L’initiative concernait le « Projet d’aménagement, d’assainissement et de bitumage de 14,34 km de rues urbaines » à Lomé. Lancé en décembre 2021, ce projet devait améliorer les conditions de circulation et le cadre de vie des habitants. Malheureusement, plusieurs tronçons restent inachevés, notamment dans les quartiers Bè-Gbényédzi, Hounvémé, Ahligo, Kotokoukondji, Akodessewa et Ablogamé.

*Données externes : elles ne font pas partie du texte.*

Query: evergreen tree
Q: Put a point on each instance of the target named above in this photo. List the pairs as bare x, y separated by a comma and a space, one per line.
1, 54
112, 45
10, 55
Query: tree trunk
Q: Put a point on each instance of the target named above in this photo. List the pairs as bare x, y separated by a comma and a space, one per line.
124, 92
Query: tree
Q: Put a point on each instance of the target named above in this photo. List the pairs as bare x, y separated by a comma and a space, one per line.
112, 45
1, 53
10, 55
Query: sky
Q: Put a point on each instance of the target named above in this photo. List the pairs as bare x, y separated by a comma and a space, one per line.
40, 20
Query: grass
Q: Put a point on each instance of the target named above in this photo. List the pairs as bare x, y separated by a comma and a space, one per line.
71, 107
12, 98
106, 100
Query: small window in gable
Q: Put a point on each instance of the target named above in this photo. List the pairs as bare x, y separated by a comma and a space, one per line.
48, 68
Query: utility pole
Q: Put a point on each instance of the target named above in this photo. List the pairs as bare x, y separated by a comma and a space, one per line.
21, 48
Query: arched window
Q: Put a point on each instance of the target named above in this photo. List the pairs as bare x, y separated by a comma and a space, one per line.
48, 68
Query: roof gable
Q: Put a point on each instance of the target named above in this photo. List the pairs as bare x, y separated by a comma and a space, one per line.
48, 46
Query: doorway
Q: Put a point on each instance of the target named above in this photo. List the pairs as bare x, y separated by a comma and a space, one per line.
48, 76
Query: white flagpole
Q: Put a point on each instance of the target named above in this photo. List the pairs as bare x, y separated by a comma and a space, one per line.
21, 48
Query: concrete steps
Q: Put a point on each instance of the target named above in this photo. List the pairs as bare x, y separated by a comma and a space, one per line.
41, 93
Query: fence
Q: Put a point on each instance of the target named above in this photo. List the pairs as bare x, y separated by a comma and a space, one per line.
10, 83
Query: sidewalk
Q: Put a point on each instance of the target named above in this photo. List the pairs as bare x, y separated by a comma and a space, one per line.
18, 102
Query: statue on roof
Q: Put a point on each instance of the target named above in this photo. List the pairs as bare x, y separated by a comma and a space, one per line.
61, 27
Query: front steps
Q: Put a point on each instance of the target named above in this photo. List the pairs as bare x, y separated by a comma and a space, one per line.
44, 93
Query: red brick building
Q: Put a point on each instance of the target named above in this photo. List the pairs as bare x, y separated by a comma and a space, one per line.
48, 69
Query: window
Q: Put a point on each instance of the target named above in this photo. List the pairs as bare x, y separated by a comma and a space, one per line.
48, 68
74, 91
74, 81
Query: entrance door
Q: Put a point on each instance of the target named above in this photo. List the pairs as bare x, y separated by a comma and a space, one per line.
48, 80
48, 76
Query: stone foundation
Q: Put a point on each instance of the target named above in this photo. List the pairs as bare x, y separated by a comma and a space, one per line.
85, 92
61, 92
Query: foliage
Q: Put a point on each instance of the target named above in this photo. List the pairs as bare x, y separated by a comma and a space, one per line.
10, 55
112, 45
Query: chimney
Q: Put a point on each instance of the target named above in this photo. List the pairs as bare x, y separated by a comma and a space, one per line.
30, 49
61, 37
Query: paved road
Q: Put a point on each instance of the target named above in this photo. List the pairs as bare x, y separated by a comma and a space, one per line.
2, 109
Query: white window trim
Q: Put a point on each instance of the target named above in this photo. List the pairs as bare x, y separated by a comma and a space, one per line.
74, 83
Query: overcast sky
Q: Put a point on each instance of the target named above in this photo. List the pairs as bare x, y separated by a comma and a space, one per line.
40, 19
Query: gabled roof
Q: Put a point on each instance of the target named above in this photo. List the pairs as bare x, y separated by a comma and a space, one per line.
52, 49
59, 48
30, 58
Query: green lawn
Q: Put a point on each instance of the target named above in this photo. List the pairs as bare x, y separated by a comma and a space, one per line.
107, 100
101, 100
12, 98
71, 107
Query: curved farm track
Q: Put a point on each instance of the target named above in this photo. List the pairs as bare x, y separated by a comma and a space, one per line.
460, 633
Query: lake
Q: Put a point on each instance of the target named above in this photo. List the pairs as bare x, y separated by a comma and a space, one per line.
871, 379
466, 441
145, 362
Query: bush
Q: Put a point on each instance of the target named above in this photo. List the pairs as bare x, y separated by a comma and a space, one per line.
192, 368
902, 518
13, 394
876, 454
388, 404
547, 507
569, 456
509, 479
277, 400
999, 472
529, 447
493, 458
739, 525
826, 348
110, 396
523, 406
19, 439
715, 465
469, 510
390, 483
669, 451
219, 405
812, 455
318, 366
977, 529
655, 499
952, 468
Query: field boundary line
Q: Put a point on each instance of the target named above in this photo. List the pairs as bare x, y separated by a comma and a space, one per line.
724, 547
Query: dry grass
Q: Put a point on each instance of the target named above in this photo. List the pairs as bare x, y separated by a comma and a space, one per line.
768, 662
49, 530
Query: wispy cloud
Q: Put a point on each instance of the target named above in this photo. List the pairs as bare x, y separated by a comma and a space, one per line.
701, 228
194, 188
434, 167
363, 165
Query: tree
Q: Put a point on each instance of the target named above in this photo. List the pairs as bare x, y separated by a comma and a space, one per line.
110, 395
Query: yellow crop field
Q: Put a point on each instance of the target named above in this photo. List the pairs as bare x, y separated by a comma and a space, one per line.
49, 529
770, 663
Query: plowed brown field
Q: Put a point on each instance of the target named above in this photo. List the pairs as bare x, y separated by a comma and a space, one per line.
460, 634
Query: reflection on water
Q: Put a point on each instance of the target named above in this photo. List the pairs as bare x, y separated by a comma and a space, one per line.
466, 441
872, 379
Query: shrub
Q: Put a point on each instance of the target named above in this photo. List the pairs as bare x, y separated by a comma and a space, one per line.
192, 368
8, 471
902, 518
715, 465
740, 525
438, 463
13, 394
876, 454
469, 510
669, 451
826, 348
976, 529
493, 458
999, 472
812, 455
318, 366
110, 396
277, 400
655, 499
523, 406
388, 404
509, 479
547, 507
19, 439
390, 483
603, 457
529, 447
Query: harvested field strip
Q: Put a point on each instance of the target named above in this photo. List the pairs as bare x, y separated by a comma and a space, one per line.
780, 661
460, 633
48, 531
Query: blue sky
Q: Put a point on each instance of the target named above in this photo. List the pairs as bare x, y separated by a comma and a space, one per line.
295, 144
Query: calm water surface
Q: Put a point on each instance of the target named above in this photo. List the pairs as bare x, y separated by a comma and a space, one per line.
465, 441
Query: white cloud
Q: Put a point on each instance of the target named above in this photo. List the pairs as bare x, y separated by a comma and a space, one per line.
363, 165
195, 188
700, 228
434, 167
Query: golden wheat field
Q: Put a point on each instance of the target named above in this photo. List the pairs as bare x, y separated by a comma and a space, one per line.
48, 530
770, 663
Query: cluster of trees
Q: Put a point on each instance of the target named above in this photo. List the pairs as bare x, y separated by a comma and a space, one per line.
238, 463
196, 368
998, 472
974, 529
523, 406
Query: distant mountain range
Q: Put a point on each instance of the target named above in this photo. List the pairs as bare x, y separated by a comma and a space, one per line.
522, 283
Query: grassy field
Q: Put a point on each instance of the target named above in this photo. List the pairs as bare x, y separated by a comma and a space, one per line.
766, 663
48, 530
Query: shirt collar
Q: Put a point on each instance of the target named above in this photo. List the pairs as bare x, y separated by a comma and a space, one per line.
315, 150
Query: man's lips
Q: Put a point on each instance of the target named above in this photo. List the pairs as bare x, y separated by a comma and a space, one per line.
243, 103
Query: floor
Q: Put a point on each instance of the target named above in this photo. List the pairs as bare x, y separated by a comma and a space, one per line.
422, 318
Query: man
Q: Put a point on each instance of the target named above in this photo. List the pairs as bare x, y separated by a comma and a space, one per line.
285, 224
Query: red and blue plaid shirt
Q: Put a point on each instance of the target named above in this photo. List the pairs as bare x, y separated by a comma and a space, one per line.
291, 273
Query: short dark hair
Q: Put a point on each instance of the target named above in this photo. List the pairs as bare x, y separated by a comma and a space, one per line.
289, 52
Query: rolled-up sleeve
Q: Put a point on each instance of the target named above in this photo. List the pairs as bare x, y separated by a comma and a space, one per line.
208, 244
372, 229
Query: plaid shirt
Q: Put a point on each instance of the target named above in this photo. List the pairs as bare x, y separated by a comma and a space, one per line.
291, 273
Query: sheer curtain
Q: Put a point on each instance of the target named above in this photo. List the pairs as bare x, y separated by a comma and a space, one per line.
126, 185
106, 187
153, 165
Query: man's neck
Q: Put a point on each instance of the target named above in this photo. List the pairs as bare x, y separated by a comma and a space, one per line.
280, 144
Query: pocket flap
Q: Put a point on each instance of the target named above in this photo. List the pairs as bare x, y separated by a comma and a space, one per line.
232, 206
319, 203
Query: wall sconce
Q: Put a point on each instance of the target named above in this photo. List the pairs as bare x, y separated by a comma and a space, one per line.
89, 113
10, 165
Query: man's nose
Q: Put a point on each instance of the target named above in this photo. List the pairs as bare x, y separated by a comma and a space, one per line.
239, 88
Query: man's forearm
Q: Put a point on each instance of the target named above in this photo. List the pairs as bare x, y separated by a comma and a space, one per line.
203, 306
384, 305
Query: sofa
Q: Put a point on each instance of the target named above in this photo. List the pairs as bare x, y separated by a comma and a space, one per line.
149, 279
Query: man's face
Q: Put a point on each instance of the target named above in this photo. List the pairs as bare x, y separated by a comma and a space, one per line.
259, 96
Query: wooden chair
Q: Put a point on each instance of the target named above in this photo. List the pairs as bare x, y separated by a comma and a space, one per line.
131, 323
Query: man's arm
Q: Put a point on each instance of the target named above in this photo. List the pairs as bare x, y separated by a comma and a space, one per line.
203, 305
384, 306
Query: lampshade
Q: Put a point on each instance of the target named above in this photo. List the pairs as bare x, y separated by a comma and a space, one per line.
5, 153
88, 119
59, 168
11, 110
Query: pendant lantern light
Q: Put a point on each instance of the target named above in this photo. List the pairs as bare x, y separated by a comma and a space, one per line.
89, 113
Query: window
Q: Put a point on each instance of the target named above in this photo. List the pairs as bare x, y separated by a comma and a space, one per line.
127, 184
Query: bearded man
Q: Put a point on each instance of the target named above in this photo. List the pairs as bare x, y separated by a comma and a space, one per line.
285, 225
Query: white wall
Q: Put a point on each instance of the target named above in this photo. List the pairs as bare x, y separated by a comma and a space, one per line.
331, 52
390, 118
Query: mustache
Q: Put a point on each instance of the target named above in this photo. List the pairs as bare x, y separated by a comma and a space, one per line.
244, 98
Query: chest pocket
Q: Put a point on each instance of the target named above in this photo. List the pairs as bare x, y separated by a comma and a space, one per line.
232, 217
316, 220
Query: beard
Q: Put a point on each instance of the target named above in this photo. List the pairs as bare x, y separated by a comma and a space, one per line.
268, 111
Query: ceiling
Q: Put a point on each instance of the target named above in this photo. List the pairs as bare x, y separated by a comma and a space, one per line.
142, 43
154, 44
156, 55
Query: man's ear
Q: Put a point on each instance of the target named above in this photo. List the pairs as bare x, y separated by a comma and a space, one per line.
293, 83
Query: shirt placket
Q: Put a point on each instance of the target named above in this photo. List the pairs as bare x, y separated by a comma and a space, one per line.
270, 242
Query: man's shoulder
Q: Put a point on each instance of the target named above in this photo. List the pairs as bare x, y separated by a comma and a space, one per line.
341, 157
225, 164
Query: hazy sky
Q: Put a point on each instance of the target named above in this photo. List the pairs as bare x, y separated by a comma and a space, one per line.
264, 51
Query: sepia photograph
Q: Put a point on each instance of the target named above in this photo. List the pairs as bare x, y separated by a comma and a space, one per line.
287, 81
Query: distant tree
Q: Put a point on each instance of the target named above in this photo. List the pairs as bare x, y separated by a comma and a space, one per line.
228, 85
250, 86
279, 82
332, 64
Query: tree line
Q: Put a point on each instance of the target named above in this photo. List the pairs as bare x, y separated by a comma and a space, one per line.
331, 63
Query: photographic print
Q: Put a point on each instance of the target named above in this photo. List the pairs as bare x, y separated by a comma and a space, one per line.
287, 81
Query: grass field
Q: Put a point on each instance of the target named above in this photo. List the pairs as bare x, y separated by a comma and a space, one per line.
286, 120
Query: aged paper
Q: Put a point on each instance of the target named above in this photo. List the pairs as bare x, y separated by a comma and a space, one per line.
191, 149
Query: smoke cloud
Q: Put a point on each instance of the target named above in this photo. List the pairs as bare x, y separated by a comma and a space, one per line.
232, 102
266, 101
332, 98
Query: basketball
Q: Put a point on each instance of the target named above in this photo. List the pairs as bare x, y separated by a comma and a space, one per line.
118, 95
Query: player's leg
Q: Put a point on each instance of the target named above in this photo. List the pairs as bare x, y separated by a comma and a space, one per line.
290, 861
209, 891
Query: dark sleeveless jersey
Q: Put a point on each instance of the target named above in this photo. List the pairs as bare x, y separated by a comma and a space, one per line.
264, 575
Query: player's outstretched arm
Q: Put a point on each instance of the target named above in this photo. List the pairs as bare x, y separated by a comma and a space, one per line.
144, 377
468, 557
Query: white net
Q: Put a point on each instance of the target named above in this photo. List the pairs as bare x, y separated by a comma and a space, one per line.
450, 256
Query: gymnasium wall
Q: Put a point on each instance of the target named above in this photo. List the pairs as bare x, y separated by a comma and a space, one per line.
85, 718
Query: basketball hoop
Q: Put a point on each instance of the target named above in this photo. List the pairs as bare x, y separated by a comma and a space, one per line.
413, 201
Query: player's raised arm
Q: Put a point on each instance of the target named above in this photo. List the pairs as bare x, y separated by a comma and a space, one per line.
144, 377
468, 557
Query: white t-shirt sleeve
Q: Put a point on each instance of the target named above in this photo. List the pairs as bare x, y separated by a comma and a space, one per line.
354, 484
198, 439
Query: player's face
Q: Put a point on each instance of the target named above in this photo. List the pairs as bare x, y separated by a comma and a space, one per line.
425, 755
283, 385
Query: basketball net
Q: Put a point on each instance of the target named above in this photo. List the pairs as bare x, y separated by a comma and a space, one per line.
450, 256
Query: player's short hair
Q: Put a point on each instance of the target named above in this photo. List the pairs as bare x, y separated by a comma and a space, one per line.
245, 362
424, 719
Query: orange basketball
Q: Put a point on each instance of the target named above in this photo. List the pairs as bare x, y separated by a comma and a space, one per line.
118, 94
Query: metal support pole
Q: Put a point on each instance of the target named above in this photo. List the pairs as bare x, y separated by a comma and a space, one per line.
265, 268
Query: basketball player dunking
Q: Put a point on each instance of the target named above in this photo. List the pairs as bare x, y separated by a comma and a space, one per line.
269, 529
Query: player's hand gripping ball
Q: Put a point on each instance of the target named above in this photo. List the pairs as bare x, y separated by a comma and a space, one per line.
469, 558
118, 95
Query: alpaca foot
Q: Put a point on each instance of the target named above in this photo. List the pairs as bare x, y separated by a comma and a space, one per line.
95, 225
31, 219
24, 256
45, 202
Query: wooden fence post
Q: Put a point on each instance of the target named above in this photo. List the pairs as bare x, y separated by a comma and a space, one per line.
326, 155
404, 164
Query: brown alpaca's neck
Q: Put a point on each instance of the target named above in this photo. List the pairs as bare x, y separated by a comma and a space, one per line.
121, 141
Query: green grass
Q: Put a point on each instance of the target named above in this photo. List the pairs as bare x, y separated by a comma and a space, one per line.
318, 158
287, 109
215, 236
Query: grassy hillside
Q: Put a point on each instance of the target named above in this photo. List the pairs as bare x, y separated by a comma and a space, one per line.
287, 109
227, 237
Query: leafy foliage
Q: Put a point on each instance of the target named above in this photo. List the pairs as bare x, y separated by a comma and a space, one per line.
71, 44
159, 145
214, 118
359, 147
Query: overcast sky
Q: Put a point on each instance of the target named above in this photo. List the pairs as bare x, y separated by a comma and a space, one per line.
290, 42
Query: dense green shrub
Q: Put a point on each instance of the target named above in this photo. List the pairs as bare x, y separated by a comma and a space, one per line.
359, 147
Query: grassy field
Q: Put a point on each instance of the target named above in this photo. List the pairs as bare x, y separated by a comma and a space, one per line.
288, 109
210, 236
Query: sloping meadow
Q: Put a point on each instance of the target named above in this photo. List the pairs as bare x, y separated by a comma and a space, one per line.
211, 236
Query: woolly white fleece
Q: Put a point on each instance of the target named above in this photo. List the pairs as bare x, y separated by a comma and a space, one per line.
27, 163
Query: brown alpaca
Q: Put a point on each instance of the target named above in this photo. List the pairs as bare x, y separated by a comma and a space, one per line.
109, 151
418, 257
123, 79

Des retards et des blocages financiers

Le constat dressé par Mme Adjamagbo-Johnson est alarmant :

  • Boulevard Mobutu : Travaux réalisés à 55,82 %, mais suspendus en raison d’une augmentation exponentielle des coûts liée à une mauvaise identification des réseaux souterrains. L’entreprise demande une actualisation du marché à hauteur de 70 %, alors que la réglementation ne permet pas plus de 30 %.
  • Rue des Handicapés et Avenue Tchaoudjo : Avancement de 60 % et 43 % respectivement, mais arrêt des travaux en raison de décomptes impayés.
  • Boulevard Houphouët Boigny : Seulement 33 % des travaux achevés après plus de deux ans. L’entreprise n’a perçu que 5 % du montant total du contrat.
  • Rue Maria Auxiliadora : Travaux à 55 %, stoppés par une augmentation des coûts et des paiements en attente.
CSAF

Une gestion défaillante pointée du doigt

Les raisons de ces blocages sont multiples :

  1. Des études préalables mal faites, notamment sur l’identification des réseaux souterrains (Togolaise des Eaux, infrastructures numériques, etc.).
  2. Des problèmes financiers récurrents, avec des entreprises adjudicataires incapables de poursuivre les travaux faute de paiement.
  3. Un manque de suivi et de volonté politique, avec un gouvernement qui peine à honorer ses engagements contractuels.

Un appel urgent au gouvernement

Mme Adjamagbo-Johnson appelle le gouvernement à prendre ses responsabilités. Elle exige :

  • Un audit des fonds alloués à ces projets,
  • La régularisation des paiements en souffrance,
  • Une meilleure coordination entre les différents acteurs impliqués.

Les populations concernées, elles, continuent de subir les conséquences de ces défaillances : routes impraticables, insécurité, difficultés d’accès aux services de base… Le calvaire dure depuis trop longtemps, et l’exaspération est à son comble.